Explanation / Answer

The only paradigm JavaScript doesn't readily lend itself to is an overly locked one. One of the things I find most offensive about Java, for instance is this idea that everything must originate with classes, that each class is in one file, that there is an impregnable barrier of encapsulation between your code and the enem... I mean the other developers on your team or your dev customers.

When everything is forced OOP, IMO, what you end up with is a whole lot of devs (I didn't say all or most of them) who don't actually know what problems OOP is supposed to solve in the first place. So yes, the tradeoff is that sometimes it can be a touch arcane but we get everything. We get objects that can have factories built to emulate classical OOP if that's what desperately floats your boat (Crockford admits he never really used the one he wrote). We get closures. We get first class functions we can toss around all over the place. Hell we can even reapply methods from objects as if they were methods of other objects at whim. Awful if abused. Stunningly powerful when used wisely. You get the flexibility and the rope to hang yourself rather than having the options snatched away for fear that the lowest common denominator will hang themselves.

The problem on the flip-side where JavaScript stands of course, is code soup. You have to establish some kind of a paradigm or what you end up with is something that is not so nice for the next guy to read or use or modify. The good news is that you can pretty much pick any paradigm you want. I find what works for me at my current job is larger app object structures that act as factories, warehouses, and event routers for event-driven interfaces that enable either total decoupling or something that looks and works more like traditional objects but logs an event name, origin, and params passed every time you fire a method for debug purposes. I continue to use JQuery for bringing cross-browser sanity and insane speed-of-development to the nitty-gritty DOM stuff but then I bury the JQ soup inside my own app architecture so a back end dev never has to make sense out of $('#someId > .someClass :first').click(function(e){.... to figure out what the heck is happening on the front end. But even if your first attempt at structure looks like a bunch of cookie-cutter JavaBeans, it's better to perhaps start with something than nothing. Just don't go nuts with inheritance schemes. I mention this. Everywhere. Because it's the most awful thing you can do in any language and the reason having something less than native classical OOP is not such a big deal.

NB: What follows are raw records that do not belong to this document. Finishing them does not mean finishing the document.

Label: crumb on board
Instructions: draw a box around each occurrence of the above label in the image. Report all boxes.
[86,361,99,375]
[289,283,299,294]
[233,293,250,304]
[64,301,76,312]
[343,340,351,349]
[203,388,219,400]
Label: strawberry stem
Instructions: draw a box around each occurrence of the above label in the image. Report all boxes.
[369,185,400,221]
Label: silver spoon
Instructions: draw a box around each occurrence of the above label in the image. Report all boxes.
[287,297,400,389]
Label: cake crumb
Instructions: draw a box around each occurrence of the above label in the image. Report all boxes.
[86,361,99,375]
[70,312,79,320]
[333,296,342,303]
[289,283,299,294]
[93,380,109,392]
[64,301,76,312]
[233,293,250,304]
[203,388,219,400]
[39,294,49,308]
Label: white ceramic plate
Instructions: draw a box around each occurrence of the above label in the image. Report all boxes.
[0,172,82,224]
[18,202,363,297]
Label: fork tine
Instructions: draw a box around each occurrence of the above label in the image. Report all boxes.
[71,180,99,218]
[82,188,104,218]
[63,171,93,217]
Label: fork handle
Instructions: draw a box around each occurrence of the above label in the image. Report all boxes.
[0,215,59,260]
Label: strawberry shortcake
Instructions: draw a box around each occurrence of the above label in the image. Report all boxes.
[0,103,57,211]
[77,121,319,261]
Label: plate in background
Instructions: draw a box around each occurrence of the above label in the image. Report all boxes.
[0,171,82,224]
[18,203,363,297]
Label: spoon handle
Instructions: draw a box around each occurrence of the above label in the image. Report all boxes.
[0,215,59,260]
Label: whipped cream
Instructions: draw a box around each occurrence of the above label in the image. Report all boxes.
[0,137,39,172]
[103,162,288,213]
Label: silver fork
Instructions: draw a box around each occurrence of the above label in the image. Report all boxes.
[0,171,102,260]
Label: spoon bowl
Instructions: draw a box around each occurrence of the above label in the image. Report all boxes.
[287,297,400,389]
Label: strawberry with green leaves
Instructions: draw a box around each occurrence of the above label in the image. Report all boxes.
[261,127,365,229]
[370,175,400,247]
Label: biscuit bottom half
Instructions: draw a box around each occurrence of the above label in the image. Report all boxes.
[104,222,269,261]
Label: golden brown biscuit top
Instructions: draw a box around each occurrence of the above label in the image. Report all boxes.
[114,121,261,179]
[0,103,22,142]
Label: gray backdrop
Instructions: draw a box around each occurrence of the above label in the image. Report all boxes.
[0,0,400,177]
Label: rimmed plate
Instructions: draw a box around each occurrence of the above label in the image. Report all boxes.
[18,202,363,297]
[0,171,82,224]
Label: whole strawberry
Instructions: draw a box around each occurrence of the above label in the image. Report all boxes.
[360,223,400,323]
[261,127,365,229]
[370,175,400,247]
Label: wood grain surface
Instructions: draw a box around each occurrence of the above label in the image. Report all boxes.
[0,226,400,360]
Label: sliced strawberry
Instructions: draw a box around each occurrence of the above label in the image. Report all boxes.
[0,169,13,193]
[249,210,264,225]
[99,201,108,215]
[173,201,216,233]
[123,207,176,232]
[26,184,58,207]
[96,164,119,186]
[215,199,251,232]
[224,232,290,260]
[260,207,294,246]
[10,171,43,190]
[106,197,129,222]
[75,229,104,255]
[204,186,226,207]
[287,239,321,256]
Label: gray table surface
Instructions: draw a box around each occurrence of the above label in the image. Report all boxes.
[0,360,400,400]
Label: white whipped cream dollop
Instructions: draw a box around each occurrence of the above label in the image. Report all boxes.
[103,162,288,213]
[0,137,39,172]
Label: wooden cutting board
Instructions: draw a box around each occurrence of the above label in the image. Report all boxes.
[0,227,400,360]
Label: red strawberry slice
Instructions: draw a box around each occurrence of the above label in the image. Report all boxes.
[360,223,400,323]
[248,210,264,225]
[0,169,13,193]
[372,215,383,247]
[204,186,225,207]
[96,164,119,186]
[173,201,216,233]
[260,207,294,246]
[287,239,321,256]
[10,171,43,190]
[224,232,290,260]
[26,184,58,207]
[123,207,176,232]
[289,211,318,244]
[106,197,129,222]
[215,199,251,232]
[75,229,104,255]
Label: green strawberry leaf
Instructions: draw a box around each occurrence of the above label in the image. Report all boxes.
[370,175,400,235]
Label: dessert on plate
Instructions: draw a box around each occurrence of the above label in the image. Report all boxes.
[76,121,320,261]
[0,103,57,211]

The real trick to JS is finding the right balance of structure and consistently implemented interface and giving people enough flexibility to use your stuff in a variety of ways without turning your code into an ungainly, unreadable, mess. Fortunately, ugly things are easily wrapped, adapted, and decorated in JS. So how do you use it? You learn it. Really well. Then you write code to explore, invent, assert, or assimilate other development paradigms into your own as needed. What I really love about JS is that I generally find if I put a little thought into design, I can have my cake and eat it too. Stick with DRY, loose-coupling and the elimination of boiler-plate as priorities and any paradigm you adopt in JS is likely to not stink when you know your way around the language well enough. But there's a lot to learn. Partially because the spec is constantly having new features added and occasionally dropping old nasty ones and every new browser is an adventure waiting to happen.

On the matter of functional vs. OOP, I personally use both extensively. I think most experienced JS devs do, without even really realizing they're doing something atypical. My objects and constructors inform architecture and the blocks that tend to interact with one another. The functional nature of JS makes it possible to have the nature of how those objects interact be anything I want.